One day, at a routinely-scheduled court appearance, the judge became quite vocal and upset by the persistent lack of involvement of this child’s biological mother. He was fed up with the mother’s numerous absences from meetings, visits, and court appearances.
I will never forget that day in court.
I was not expecting anything out of the ordinary. In fact, I was under the weather and wore sweat pants, sitting quietly in the back corner of the court room. The judge’s voice boomed as he spoke of the biological family: “This behavior and ongoing neglect is egregious! There has been very little response from anyone in this beautiful little child’s biological family. I’ve had enough! The foster mother is here, without fail. She has done more in six months than anyone else has done for this child in two and a half years combined! This foster mother is her mother and with this foster mother she shall stay! I hereby terminate the parental rights……”
He said more, but I was caught up in not knowing what was happening. He banged his gavel and everyone in the court room turned and looked at me. Red-faced and confused, I said to the Guardian ad Litem, “What just happened? What does this mean?”
The social worker scurried to my side, “are you ready to adopt?”
I felt like Ed McMahon was standing at my door with an over-sized billion dollar check. My voice was a whisper, “I get to?”
She nodded. “The judge is waiting to set a final adoption date upon your approval.”
Of course I wanted to adopt this child. She made my world go ‘round. She was the reason I smiled and felt whole as a woman…as a human being. “Yes, I want to adopt her!!!”
A few months later, it became official. Zari had been my daughter from the day we met, but now it was all official and legal. May 19, 2009, marks the most important day of my life.

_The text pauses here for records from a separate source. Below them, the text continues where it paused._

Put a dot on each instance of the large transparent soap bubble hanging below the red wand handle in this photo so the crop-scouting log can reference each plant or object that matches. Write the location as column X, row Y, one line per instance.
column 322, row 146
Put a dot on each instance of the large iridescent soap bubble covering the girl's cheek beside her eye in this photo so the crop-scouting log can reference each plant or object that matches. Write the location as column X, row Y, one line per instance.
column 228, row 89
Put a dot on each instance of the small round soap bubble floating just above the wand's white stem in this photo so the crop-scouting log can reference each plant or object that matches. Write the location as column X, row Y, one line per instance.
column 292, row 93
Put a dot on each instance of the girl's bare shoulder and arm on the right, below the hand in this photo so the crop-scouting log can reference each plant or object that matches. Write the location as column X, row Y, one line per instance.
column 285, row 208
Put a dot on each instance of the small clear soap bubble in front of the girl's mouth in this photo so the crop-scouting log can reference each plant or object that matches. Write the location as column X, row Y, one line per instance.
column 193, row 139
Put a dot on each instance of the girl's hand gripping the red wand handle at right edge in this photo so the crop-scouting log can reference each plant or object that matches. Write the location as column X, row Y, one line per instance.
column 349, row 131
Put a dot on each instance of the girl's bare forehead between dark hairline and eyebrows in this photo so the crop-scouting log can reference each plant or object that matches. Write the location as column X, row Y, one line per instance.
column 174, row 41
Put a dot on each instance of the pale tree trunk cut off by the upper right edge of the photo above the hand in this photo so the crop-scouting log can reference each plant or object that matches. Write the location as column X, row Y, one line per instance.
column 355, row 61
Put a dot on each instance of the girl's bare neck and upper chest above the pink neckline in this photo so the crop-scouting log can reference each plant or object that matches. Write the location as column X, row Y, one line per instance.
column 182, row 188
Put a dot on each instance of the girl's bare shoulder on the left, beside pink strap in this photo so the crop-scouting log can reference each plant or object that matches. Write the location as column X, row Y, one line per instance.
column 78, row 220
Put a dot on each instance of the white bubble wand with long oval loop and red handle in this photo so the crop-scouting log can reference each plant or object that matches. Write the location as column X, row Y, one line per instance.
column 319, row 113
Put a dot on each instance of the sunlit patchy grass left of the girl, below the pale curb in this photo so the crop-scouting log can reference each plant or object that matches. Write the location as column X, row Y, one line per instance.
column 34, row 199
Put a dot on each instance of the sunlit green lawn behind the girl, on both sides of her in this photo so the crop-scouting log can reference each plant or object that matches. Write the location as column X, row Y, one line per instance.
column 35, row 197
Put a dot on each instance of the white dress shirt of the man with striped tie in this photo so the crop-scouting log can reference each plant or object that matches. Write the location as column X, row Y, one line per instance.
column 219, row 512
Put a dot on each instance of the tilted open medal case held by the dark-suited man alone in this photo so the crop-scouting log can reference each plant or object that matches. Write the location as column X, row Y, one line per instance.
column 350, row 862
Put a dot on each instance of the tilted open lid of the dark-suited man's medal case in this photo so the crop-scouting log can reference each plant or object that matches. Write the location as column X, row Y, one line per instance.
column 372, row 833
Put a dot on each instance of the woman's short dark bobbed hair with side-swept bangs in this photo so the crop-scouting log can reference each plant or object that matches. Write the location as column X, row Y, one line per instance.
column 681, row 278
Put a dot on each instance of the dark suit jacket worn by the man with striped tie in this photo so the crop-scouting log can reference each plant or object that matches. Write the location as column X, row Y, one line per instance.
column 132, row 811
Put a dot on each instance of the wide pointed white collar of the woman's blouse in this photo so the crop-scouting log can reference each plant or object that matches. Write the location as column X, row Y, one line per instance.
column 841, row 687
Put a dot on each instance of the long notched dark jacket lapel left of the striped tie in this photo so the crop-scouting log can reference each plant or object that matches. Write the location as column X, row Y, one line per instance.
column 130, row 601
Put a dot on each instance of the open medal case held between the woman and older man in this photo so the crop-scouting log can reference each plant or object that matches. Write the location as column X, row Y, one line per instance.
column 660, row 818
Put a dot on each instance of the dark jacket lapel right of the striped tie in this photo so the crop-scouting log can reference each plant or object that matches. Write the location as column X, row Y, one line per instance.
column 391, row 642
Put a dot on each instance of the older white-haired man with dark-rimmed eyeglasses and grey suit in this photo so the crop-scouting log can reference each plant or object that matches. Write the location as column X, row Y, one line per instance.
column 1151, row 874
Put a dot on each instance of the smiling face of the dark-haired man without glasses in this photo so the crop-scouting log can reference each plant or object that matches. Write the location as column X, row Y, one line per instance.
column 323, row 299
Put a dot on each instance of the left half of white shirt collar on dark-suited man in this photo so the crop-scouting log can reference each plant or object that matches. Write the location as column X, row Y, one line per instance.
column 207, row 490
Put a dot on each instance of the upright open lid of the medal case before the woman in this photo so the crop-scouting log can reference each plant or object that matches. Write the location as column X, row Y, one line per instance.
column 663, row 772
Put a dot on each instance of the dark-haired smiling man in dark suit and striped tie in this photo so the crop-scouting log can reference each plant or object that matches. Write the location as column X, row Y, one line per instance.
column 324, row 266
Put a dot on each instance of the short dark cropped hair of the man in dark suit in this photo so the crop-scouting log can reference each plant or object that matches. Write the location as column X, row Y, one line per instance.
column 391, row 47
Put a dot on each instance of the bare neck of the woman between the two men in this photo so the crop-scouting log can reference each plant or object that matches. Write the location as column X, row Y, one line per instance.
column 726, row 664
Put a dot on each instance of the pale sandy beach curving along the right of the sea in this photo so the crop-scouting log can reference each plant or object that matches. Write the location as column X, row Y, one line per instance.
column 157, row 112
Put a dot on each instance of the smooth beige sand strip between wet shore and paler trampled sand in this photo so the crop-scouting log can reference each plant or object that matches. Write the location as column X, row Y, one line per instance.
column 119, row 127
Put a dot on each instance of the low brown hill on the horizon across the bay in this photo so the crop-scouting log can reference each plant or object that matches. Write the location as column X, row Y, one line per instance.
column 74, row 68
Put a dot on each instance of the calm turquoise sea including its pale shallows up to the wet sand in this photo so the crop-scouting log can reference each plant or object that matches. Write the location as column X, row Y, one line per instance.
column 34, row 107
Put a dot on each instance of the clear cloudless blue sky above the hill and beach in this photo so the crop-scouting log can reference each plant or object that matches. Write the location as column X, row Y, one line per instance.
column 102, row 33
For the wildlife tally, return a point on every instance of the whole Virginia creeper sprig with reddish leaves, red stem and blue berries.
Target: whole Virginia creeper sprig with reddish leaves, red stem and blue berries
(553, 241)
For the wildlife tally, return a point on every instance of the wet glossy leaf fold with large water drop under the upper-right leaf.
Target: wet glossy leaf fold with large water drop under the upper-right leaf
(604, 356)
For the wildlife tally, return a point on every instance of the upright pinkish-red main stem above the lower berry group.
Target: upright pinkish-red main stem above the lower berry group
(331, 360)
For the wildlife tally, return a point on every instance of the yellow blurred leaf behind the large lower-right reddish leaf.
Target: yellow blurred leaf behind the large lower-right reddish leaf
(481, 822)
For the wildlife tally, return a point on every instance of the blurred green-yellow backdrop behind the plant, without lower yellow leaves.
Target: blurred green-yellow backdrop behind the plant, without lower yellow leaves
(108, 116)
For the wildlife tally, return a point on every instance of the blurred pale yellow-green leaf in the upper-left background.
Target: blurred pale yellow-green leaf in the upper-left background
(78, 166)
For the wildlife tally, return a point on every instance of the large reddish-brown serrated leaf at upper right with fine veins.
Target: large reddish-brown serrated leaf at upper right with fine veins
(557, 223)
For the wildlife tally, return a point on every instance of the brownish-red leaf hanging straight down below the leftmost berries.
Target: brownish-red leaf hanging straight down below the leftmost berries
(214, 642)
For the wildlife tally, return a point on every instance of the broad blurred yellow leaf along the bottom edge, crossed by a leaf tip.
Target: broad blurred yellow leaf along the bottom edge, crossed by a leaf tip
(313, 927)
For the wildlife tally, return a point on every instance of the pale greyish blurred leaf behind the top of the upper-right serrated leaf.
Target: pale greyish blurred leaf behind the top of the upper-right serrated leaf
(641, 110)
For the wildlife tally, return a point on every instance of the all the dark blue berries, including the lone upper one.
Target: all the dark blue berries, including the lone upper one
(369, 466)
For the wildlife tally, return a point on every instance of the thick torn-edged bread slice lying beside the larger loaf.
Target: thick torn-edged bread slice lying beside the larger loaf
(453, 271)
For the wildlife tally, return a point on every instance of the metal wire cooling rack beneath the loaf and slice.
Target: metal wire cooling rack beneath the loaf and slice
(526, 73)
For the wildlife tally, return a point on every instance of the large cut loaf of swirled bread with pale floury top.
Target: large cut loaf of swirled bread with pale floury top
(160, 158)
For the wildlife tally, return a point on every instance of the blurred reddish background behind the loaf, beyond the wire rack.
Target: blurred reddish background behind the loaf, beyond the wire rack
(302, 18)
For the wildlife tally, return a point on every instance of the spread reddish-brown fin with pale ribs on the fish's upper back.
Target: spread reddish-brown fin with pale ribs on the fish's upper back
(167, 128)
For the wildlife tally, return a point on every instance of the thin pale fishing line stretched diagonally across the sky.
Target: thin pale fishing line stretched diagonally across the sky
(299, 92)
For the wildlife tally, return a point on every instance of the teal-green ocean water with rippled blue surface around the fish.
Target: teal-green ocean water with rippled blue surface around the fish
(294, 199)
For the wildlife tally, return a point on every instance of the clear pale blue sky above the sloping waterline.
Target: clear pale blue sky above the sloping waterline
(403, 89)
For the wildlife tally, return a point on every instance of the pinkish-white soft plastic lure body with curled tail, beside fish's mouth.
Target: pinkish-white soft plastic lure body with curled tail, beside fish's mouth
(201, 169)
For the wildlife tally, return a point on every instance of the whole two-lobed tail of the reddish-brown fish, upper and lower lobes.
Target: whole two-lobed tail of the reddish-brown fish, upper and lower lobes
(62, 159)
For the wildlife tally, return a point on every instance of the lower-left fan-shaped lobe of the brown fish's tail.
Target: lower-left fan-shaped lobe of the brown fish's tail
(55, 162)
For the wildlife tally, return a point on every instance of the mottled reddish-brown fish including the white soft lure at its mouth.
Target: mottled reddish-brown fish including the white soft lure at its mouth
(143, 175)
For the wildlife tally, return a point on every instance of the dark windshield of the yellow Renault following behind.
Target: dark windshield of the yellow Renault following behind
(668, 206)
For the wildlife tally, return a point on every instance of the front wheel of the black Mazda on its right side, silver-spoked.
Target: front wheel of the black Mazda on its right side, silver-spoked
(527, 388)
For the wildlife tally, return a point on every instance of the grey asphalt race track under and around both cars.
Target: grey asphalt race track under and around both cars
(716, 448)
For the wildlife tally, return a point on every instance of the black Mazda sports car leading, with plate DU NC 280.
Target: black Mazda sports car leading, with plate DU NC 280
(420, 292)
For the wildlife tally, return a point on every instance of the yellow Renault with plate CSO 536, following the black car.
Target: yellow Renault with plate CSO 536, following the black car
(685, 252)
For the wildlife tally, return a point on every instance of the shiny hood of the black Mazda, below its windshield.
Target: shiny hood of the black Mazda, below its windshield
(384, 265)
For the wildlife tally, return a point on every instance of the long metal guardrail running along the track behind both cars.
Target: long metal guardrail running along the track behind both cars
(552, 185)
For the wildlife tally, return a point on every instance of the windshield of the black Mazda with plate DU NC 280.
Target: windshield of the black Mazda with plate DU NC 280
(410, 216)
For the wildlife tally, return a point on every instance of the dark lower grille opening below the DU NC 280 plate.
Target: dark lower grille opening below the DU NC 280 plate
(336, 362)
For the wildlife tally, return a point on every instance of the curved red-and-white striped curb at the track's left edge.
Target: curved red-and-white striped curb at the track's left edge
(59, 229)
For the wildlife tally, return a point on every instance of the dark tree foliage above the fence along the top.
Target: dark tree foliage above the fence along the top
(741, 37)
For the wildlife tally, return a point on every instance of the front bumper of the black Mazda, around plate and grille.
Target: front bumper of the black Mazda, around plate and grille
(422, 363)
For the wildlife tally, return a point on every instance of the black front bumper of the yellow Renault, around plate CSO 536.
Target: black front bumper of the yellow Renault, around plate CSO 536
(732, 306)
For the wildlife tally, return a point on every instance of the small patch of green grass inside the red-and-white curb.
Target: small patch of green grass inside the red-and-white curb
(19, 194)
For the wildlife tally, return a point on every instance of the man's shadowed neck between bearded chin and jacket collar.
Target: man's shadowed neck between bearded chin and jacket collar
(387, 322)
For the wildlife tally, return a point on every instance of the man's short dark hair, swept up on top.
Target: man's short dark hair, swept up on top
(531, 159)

Nearly four years ago, I met the love of my life. There is nothing that birthing this child myself could have done to make our bond more incredible. Genetics have nothing on us. Contrary to popular belief, Zari is not the lucky one.
I am the lucky one.
We have a great relationship and Zari gave me the gift of being a mother. Of all the things in life I am unsure of, I am absolutely positive I am a great mother…but it’s easy because I have a GREAT kid. Adoption has created a family for two people who needed one, gave one little girl an environment that encouraged her creativity and education, and gave a single woman the title of mother.